The term has generally implied a small, simple database. As computer memory has become cheaper, more sophisticated databases can now be entirely held in memory for faster access. These newer databases would not generally be referred to as flat-file databases.

Overview

Plain text files usually contain one record per line.[2] There are different conventions for depicting data. In comma-separated values and delimiter-separated values files, fields can be separated by delimiters such as comma or tab characters. In other cases, each field may have a fixed length; short values may be padded with space characters. Extra formatting may be needed to avoid delimiter collision. More complex solutions are markup languages and programming languages.

Using delimiters incurs some overhead in locating them every time they are processed (unlike fixed-width formatting), which may have performance implications. However, use of character delimiters (especially commas) is also a crude form of data compression which may assist overall performance by reducing data volumes — especially for data transmission purposes. Use of character delimiters which include a length component (Declarative notation) is comparatively rare but vastly reduces the overhead associated with locating the extent of each field.

Typical examples of flat files are /etc/passwd and /etc/group on Unix-like operating systems. Another example of a flat file is a name-and-address list with the fields Name, Address, and Phone Number.

A list of names, addresses, and phone numbers written by hand on a sheet of paper is a flat-file database. This can also be done with any typewriter or word processor. A spreadsheet or text editor program may be used to implement a flat-file database, which may then be printed or used online for improved search capabilities.

History

Herman Hollerith conceived the idea that data could be represented by either the presence or absence of holes punched in paper cards, then tabulated by machine. He implemented this concept for the US Census Bureau; thus the 1890 United States Census processing created the first database—consisting of thousands of boxes full of punched cards. This database was in principle a flat-file database, as it (presumably) included no information indexing or relating the records (i.e. the individual cards).

Hollerith's enterprise grew into the computer giant IBM, which dominated the data processing market for most of the 20th century. IBM's 80-column punch cards became the ubiquitous means of inputting data until the 1970s.

In the 1980s, configurable flat-file database computer applications were popular on the IBM PC and the Macintosh. These programs were designed to make it easy for individuals to design and use their own databases, and were almost on par with word processors and spreadsheets in popularity.[citation needed] Examples of flat-file database products were early versions of FileMaker and the shareware PC-File. Some of these, like dBase II, offered limited relational capabilities, allowing some data to be shared between files.

In the 2010s flat-file databases are used in content management systems.

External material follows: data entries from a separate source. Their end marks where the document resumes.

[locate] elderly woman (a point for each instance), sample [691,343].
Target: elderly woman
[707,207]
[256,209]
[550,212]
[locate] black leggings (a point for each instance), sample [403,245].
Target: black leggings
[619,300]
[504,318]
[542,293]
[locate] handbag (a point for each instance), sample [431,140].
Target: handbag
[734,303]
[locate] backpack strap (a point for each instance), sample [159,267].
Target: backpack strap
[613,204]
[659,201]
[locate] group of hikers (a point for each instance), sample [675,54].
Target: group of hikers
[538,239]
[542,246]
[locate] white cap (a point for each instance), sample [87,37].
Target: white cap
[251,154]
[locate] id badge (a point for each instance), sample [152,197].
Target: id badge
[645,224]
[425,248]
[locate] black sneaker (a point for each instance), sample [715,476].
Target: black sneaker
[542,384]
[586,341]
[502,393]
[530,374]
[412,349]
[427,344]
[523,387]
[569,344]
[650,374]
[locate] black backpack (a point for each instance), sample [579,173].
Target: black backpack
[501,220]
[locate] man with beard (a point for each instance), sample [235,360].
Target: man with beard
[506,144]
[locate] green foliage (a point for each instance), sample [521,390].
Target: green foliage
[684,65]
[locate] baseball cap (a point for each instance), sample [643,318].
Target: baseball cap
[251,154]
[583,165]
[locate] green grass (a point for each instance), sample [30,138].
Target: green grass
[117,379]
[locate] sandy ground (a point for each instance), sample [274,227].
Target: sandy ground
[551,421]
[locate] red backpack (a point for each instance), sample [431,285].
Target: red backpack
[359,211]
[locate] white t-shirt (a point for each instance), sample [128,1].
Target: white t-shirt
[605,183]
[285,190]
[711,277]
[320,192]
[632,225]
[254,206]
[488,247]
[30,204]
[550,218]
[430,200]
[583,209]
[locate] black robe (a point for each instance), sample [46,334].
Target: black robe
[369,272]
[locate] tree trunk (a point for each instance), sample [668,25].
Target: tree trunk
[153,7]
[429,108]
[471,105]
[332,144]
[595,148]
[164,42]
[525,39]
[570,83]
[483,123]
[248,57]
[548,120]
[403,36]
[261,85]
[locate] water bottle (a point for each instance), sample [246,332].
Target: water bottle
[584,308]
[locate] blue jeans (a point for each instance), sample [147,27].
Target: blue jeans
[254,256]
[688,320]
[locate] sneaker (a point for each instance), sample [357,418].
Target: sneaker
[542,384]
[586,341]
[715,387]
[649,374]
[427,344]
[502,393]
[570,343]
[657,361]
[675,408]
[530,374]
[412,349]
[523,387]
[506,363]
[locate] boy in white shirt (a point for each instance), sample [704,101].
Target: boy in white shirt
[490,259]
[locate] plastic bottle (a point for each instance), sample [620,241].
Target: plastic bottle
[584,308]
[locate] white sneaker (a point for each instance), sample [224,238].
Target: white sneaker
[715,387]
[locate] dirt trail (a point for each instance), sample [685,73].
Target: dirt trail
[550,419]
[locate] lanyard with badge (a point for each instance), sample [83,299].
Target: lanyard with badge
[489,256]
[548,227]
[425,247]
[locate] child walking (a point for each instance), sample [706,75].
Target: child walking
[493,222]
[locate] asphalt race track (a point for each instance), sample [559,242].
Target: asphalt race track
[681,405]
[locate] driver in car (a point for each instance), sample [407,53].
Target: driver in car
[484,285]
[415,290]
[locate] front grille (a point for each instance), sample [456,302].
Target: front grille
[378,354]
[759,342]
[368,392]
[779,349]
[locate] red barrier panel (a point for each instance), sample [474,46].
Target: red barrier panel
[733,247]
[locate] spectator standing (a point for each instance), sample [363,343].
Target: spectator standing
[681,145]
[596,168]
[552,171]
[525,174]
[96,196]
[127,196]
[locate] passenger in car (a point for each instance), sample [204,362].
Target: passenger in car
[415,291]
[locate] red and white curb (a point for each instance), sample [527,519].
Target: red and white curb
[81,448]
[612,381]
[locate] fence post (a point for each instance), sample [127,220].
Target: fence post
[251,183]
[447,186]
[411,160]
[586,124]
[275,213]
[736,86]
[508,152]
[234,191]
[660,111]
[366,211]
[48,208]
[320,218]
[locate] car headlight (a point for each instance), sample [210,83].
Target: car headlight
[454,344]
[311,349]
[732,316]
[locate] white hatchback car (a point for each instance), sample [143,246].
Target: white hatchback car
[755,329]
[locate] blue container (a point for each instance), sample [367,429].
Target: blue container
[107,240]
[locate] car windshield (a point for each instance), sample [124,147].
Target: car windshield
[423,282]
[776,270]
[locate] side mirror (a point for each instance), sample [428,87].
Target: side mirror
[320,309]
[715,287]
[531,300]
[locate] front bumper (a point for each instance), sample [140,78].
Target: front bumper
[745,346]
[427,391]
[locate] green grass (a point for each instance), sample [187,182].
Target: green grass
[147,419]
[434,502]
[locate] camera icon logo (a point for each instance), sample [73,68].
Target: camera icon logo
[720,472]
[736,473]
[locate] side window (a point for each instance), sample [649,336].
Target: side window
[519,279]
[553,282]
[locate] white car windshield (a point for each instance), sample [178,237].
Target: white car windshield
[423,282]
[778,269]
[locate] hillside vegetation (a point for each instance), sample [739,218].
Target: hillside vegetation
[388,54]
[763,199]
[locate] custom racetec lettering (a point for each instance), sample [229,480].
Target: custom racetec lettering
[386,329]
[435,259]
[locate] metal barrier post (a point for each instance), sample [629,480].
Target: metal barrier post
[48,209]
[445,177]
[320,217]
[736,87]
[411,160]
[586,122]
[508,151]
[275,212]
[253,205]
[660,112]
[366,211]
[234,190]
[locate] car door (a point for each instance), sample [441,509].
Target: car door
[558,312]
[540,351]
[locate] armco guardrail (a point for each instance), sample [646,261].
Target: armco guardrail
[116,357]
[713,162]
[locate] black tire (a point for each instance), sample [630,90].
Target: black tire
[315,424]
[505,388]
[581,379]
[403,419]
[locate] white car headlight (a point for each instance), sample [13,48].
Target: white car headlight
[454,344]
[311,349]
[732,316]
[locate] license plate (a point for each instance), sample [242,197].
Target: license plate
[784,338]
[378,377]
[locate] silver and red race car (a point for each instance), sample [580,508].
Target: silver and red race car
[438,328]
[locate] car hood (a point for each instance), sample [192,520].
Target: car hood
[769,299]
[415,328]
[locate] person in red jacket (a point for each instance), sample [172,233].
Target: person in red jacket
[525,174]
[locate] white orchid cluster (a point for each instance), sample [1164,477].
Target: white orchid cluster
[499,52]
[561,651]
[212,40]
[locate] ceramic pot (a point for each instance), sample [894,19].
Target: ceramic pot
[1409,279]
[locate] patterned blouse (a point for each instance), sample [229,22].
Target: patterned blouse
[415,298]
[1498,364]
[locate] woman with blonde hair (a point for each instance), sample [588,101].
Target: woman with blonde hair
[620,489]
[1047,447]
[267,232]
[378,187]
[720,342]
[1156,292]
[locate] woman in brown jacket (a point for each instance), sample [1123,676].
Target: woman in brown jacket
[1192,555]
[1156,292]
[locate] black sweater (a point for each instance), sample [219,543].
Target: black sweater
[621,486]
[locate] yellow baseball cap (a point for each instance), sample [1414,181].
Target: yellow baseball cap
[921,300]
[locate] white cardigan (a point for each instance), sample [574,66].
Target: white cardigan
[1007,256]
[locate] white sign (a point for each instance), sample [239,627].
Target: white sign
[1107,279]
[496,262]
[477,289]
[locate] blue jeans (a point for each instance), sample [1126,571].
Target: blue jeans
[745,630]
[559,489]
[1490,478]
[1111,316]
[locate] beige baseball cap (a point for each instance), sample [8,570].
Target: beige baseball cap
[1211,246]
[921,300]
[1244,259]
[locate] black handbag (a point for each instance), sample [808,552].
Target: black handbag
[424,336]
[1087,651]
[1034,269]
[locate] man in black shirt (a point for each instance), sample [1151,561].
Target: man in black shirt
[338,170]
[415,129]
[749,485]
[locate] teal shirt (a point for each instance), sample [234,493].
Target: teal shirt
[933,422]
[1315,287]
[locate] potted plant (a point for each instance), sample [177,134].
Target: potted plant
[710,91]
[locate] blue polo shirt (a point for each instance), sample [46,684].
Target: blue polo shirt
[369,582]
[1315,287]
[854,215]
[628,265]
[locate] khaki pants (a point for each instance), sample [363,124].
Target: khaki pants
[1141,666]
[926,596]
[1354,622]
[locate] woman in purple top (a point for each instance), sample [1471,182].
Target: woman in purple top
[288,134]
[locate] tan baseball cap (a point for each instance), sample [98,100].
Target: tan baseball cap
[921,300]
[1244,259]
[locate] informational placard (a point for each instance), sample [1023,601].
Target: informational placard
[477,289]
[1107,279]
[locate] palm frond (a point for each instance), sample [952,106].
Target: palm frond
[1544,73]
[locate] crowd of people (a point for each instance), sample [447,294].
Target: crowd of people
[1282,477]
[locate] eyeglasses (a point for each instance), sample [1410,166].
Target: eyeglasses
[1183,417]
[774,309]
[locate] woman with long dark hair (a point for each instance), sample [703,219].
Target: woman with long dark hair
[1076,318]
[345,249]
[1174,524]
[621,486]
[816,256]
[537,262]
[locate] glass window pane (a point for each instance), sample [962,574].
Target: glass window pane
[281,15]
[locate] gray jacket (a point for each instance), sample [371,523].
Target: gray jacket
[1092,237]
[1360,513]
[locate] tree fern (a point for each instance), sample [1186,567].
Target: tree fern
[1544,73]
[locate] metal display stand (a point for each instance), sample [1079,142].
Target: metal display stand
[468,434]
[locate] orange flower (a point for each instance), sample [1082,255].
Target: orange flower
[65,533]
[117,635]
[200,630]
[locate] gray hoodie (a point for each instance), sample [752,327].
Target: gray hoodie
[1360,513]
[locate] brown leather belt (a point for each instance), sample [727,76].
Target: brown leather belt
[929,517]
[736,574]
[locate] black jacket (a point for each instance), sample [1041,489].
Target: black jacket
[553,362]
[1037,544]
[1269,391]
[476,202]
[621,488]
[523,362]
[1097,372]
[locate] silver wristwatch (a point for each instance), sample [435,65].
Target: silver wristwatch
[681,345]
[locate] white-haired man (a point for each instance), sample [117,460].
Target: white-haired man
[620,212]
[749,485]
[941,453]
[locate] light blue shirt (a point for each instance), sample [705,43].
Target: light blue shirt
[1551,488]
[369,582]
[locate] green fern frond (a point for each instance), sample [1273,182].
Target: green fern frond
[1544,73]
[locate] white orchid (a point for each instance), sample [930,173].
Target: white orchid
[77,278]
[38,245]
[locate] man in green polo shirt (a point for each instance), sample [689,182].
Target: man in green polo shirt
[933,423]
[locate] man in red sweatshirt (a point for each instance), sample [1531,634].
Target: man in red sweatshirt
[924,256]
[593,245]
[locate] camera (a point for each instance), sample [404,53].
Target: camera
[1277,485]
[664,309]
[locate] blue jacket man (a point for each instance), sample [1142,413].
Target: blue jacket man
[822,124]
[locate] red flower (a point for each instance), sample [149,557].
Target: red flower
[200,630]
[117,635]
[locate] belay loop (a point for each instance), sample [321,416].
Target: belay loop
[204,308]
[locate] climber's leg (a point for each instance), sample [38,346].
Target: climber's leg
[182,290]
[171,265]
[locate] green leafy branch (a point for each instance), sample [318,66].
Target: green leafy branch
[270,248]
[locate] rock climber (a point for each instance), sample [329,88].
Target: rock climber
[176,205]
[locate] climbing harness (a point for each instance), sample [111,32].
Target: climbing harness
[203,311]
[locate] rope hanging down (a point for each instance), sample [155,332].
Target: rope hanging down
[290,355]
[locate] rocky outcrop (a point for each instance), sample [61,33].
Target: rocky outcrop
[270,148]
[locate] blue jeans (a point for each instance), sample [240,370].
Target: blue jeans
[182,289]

Instead of using a database, web developers are able to change the content directly in the file system or at the command line.

Modern implementations

FairCom's c-tree is an example of a modern product, and spreadsheet software and text editors can be used for this purpose. WebDNA is a scripting language designed for the World Wide Web, with a hybrid flat file in-memory database system making it easy to build database-driven websites. With the in-memory concept, WebDNA searches and database updates are almost realtime while the data is stored as text files within the website itself. Otherwise, flat-file database is implemented in Microsoft Works and Apple Works. Over time, products like Borland's Paradox, and Microsoft's Access started offering some relational capabilities, as well as built-in programming languages. Database management systems such as MySQL or Oracle Database generally require programmers to build applications.

Faceless[clarification needed] flat-file database engines are used internally by Mac OS X, Firefox, and other computer software to store configuration data. Programs to manage collections of books or appointments and address book are essentially single-purpose flat-file database applications, allowing users to store and retrieve information from flat files using a predefined set of fields.

Data transfer operations

Flat files are used not only as data storage tools in database and content management systems, but also as data transfer tools to remote servers (in which case they become known as information streams).

In recent years,[when?] this latter implementation has been replaced with XML files, which not only contain but also describe the data. Those still using flat files to transfer information are mainframes employing specific procedures which are too expensive to modify.

One criticism often raised against the XML format as a way to perform mass data transfer operations is that file size is significantly larger than that of flat files, which is generally reduced to the bare minimum. One solution to this problem is XML file compression, which has nowadays gained EXI standards (i.e., Efficient XML Interchange, which is often used by mobile devices).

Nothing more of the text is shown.